For socialists, it was a heady moment. “By 1908,” Drake writes, “socialism was threatening worldwide Christianity as the dominant expression of justice and morality.” More than a century on, one cannot help but wonder: How and why did this surging radical Gospel fade into relative obscurity? And how did conservative Christianity, which was back on its heels in the Gilded Age United States, come roaring back into the center of national life?
Drake places the blame squarely on Protestant institutions—and on one in particular.
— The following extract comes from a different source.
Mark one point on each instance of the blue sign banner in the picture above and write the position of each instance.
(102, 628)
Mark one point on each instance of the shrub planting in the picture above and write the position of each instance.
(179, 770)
When thirty-three denominations came together in 1908 to found the Federal Council of Churches (FCC), they declared their joint ambition “to manifest the essential oneness of the Christian Churches of America in Jesus Christ as their Divine Lord and Saviour, and to promote the spirit of fellowship, service and cooperation among them.” At that gathering, the FCC adopted the “Social Creed of the Churches,” which drafted official positions on a variety of industrial questions. The FCC declared itself in favor of “the abolition of child-labor,” the “suppression of the ‘Sweating System,’” and the establishment of “a living wage as a minimum in every industry.”
Historians have often interpreted the FCC as a vehicle for a moderate Social Gospel—not especially radical, but nevertheless in favor of a deeper engagement in the fight for a just society. Drake sees something much more sinister at work: a reactionary plot, born of the clergy’s simmering anxiety, to pull the United States back from the socialist brink. In establishing the FCC, Drake argues, “white Protestant ministers effectively formed a trust (a non-compete agreement) on Christian ideals in order to keep the labor movement from drawing on the Christian tradition with its political demands.” These ministers forged close relationships with the leaders of the AFL, and yet this “conservative alliance,” as Drake sees it, was never about advancing the cause of social justice. Rather, this partnership was “formed by a shared desire to preserve an older social order, a regime where aspirant-class white Protestant men in the North acted as foremen and supervisors over women, brown-skinned and racially ‘in-between’ people.”